No sorprende que el maestro calatraveño fuera extremadamente reticente al diseño escogido y que dilatara la fundación efectiva de la Orden, que precisaba de su asentimiento. Los dos años que discurrieron entre el establecimiento canónico y la implantación de hecho del instituto, que no tuvo lugar hasta el 22 de julio de 1319, estuvieron llenos de negociaciones y replanteamientos. Jaime II llegó incluso en 1318 a retomar la vieja idea de entregar los dominios valencianos a los hospitalarios, previa prestación de homenaje del castellán de Amposta, como ya lo había hecho este por los bienes templarios de Aragón y Cataluña, que habían pasado a poder de los sanjuanistas. Se añadía un pago de 100.000 libras.22 La propuesta no prosperó. Quizá la cantidad pareció inasumible al maestre Hugo de Vilareto, aunque solo era el cuádruple de la satisfecha en su día por el Temple por la compra de la Tenencia de Culla. De ser esto cierto, el hecho mostraría las debilidades de ciertas percepciones historiográficas comparativas sobre la situación financiera del Temple y el Hospital en esta época.

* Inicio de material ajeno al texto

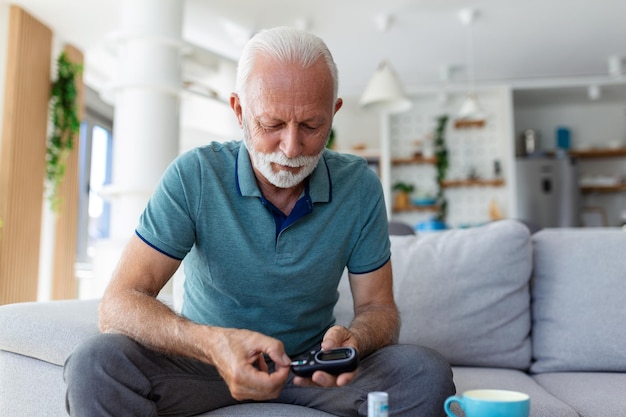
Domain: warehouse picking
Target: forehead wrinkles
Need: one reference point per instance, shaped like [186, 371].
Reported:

Tampoco favorecieron el éxito de esta salida las reticencias papales respecto a esta. Un dato adicional respecto al frustrado giro hospitalario del monarca fue la afirmación real de que volvía sobre proyectos anteriores dada la dificultad de encontrar a miembros de la nueva orden que no fueran calatraveños; el recurso a estos no era considerado, ya que pondrían «su reino en grave peligro y el rey no los aceptaría de modo alguno».23 Las palabras de Jaime II dan pie a otra de las reflexiones que desarrollaré más adelante: el escaso número de freires montesianos en sus inicios y la lenta construcción de una arquitectura institucional en la década de 1320.